The RSS apocalypse is nigh

If you're a Google Reader user - you have just over 48 hours to find a replacement. Hurry, hurry, hurry…

It seems astonishing, but the tool that has come to dominate RSS reading will be gone on Monday. Google Reader is shutting down on July 1st, and for those of us who live our lives in RSS readers, the time has come to make a choice. I’ve already decided: Feedly is my chosen replacement.

However, if you subscribe to this blog via RSS, haven’t picked a replacement and want to keep reading via feeds, you have 48 hours or so to find yourself a solution.

If you want a quick guide to the replacements, TidBits has done an awesome roundup of possible Google Reader replacements. Lifehacker has a useful one, too.

There’s a few things to bear in mind: as long as you keep a back-up of your subscriptions you can experiment wit multiple services before settling for one.
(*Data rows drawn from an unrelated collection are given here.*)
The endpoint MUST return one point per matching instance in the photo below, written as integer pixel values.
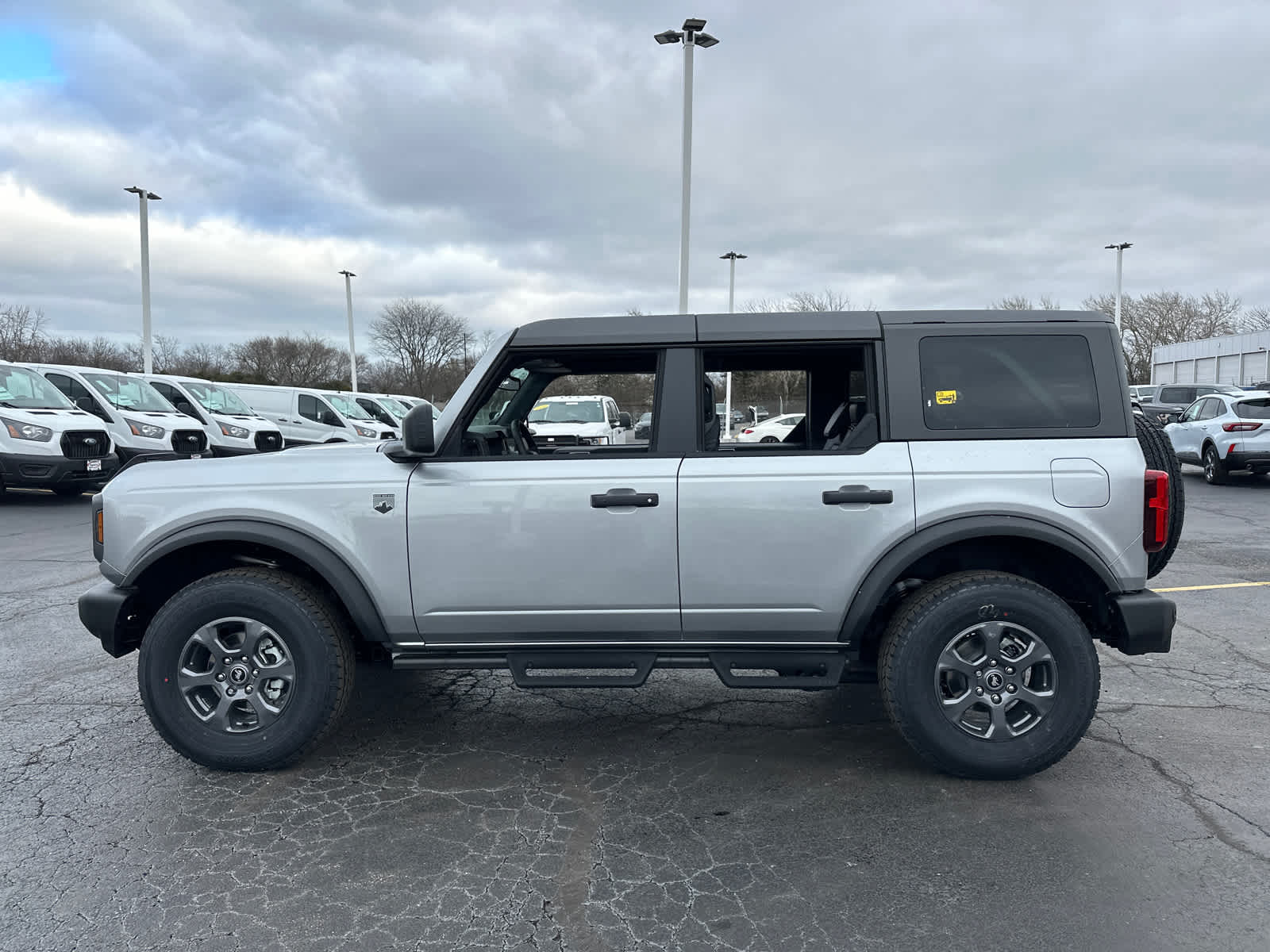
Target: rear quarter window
(984, 382)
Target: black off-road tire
(314, 636)
(918, 639)
(1160, 455)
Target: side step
(581, 670)
(779, 670)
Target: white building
(1237, 359)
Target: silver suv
(967, 505)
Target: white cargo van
(140, 420)
(44, 441)
(233, 428)
(579, 420)
(310, 416)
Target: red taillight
(1155, 511)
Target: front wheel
(988, 676)
(247, 670)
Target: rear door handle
(857, 494)
(622, 497)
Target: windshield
(568, 412)
(348, 406)
(25, 390)
(129, 393)
(217, 400)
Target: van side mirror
(417, 435)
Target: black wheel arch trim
(317, 555)
(884, 571)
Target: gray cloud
(522, 162)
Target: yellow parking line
(1227, 585)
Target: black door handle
(622, 497)
(857, 494)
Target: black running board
(629, 668)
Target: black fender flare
(886, 570)
(317, 555)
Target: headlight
(27, 431)
(145, 429)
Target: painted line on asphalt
(1227, 585)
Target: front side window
(25, 390)
(994, 382)
(129, 393)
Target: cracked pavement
(455, 812)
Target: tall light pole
(352, 348)
(691, 36)
(144, 196)
(732, 301)
(1119, 276)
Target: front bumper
(35, 471)
(1257, 461)
(108, 612)
(1142, 624)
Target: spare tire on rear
(1160, 456)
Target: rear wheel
(1159, 454)
(247, 670)
(1214, 470)
(988, 676)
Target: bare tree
(1166, 317)
(22, 333)
(418, 338)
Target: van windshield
(348, 406)
(25, 390)
(129, 393)
(568, 412)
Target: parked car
(1225, 433)
(772, 431)
(137, 416)
(46, 442)
(233, 428)
(1172, 399)
(992, 514)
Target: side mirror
(417, 435)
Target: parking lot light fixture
(691, 36)
(144, 197)
(1119, 274)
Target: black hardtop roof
(774, 327)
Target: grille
(268, 442)
(84, 444)
(188, 442)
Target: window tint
(983, 382)
(1253, 409)
(825, 391)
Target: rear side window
(1253, 409)
(984, 382)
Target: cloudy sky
(520, 160)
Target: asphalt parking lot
(456, 812)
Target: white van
(579, 420)
(48, 443)
(233, 428)
(140, 420)
(308, 416)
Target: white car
(772, 431)
(1225, 432)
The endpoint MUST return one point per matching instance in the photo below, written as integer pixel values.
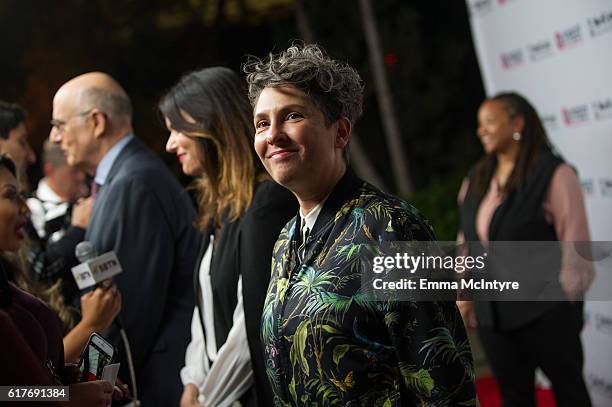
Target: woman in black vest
(241, 213)
(521, 191)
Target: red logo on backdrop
(512, 59)
(600, 24)
(569, 37)
(605, 185)
(602, 109)
(575, 115)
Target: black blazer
(244, 247)
(146, 217)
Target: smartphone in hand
(97, 354)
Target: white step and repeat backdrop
(558, 53)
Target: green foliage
(438, 203)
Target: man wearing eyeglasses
(143, 214)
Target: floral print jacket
(327, 343)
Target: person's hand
(81, 212)
(190, 396)
(123, 388)
(72, 372)
(100, 307)
(98, 393)
(466, 308)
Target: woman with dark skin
(36, 354)
(522, 191)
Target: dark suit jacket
(244, 248)
(145, 216)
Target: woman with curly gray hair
(325, 340)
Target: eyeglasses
(60, 125)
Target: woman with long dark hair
(31, 340)
(522, 191)
(241, 213)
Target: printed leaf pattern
(328, 343)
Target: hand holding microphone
(94, 270)
(100, 307)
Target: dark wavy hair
(216, 99)
(10, 117)
(533, 141)
(7, 162)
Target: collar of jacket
(342, 192)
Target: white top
(230, 375)
(105, 165)
(308, 220)
(47, 205)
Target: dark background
(147, 44)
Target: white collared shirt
(45, 206)
(222, 382)
(109, 158)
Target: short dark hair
(335, 87)
(10, 117)
(6, 162)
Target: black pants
(552, 343)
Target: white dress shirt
(222, 375)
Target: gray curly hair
(336, 88)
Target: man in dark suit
(143, 214)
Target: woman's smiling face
(13, 211)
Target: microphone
(94, 269)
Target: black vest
(520, 217)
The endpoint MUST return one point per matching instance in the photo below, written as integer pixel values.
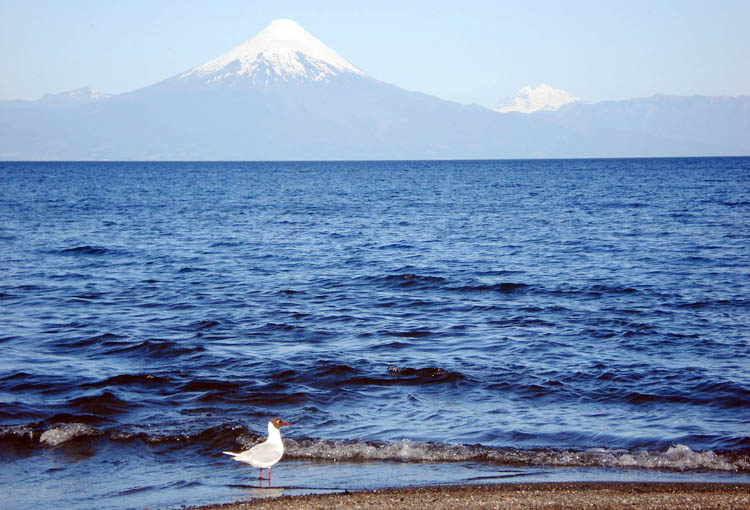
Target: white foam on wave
(63, 432)
(678, 457)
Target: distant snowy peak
(543, 97)
(283, 51)
(83, 95)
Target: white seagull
(267, 453)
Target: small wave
(677, 457)
(411, 281)
(65, 432)
(129, 380)
(504, 287)
(85, 250)
(101, 405)
(156, 348)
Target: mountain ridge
(247, 104)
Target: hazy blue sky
(466, 51)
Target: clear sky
(470, 51)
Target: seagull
(266, 454)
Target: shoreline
(512, 496)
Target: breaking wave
(677, 457)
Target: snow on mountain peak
(283, 50)
(543, 97)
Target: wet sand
(547, 496)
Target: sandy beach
(548, 496)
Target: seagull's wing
(260, 455)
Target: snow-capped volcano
(283, 51)
(543, 97)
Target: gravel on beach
(533, 496)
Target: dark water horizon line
(425, 160)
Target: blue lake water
(511, 316)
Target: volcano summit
(285, 95)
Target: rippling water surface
(522, 313)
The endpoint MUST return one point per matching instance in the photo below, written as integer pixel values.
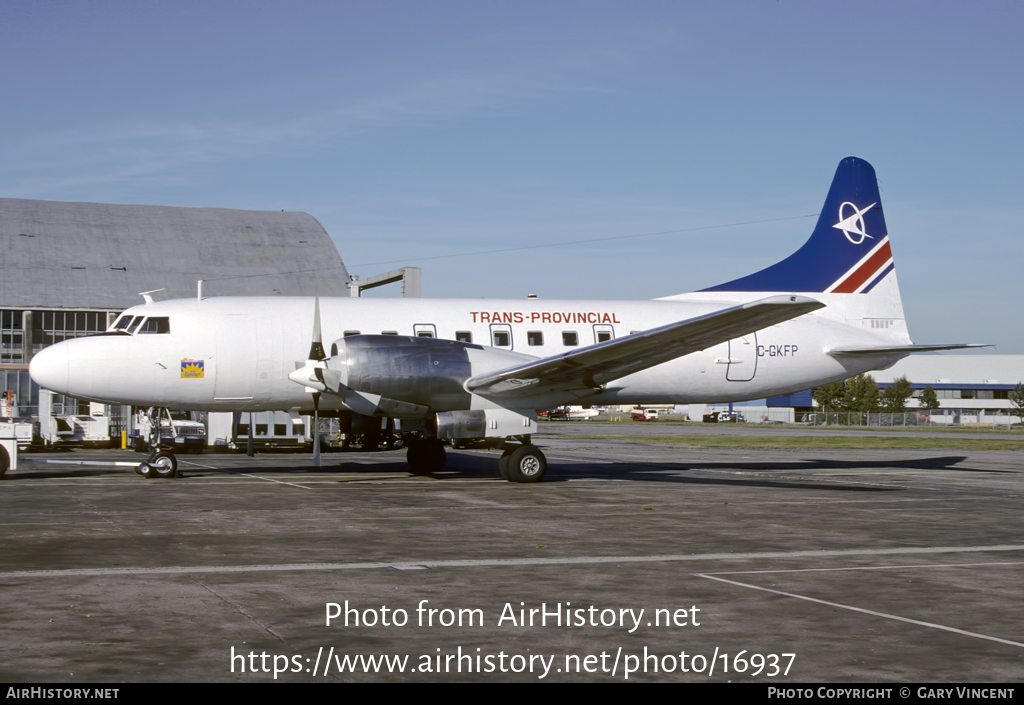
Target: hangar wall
(68, 267)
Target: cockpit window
(156, 325)
(122, 323)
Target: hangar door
(236, 361)
(742, 359)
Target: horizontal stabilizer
(903, 349)
(595, 366)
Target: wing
(903, 349)
(595, 366)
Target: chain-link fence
(937, 417)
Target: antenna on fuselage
(145, 295)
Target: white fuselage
(236, 354)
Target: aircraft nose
(48, 368)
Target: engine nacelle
(427, 372)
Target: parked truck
(181, 429)
(642, 414)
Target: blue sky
(418, 129)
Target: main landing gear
(522, 463)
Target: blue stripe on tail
(832, 251)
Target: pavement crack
(241, 610)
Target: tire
(526, 464)
(503, 463)
(165, 465)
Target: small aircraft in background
(449, 369)
(569, 413)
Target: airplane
(454, 369)
(569, 414)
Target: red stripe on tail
(864, 272)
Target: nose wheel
(160, 464)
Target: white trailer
(270, 429)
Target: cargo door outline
(742, 354)
(236, 362)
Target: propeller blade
(316, 347)
(316, 461)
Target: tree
(1017, 399)
(928, 400)
(862, 394)
(894, 397)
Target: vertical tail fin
(848, 252)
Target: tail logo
(853, 223)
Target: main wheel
(426, 456)
(525, 464)
(164, 464)
(503, 463)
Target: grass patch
(854, 442)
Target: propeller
(316, 355)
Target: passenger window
(156, 325)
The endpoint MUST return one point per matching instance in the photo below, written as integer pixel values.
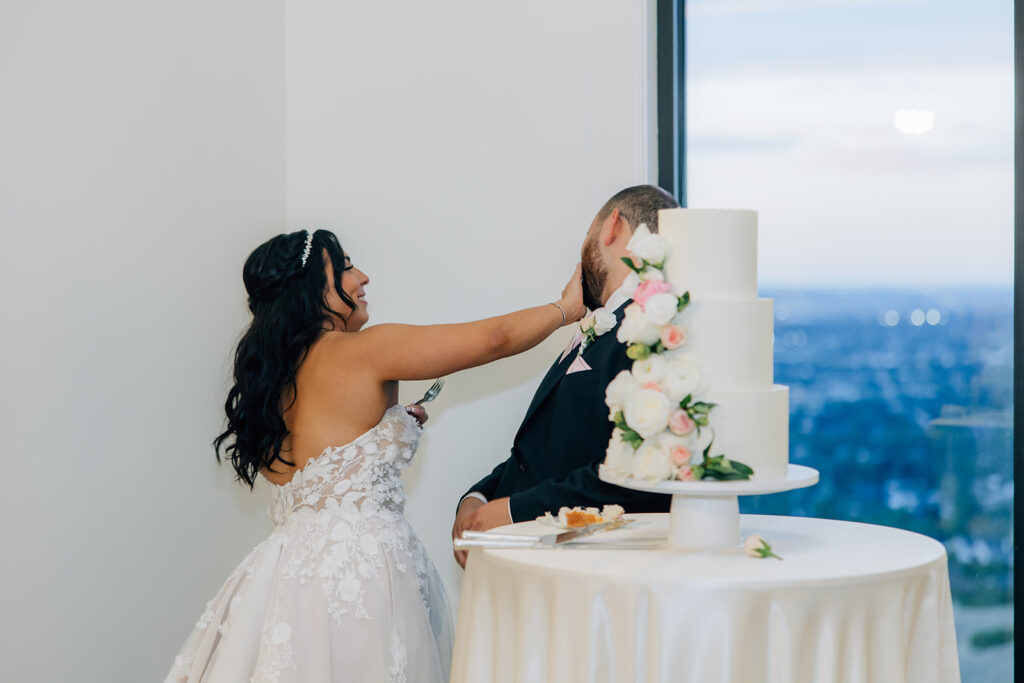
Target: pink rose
(673, 337)
(680, 423)
(681, 456)
(648, 289)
And – if you’re the sort of person who reads on multiple devices – then you might want to consider the more open services. Marco Arment nicely sums up why it’s probably a good idea to choose a service which allows multiple apps to sync with it:

A major strength of this multi-sync-service environment, as long as at least a couple of the services have widespread client support (which has already happened), is that users can pick and choose their favorite apps on different platforms. Google Reader gave us the same benefit: I was happily using NetNewsWire on Mac and Reeder on iOS for years, because I preferred NetNewsWire over Reeder on Mac and vice versa on iOS.

And, if you do nothing else, export your existing subscriptions using Google Takeout before it’s too late.

Google Reader is dead. Long live RSS.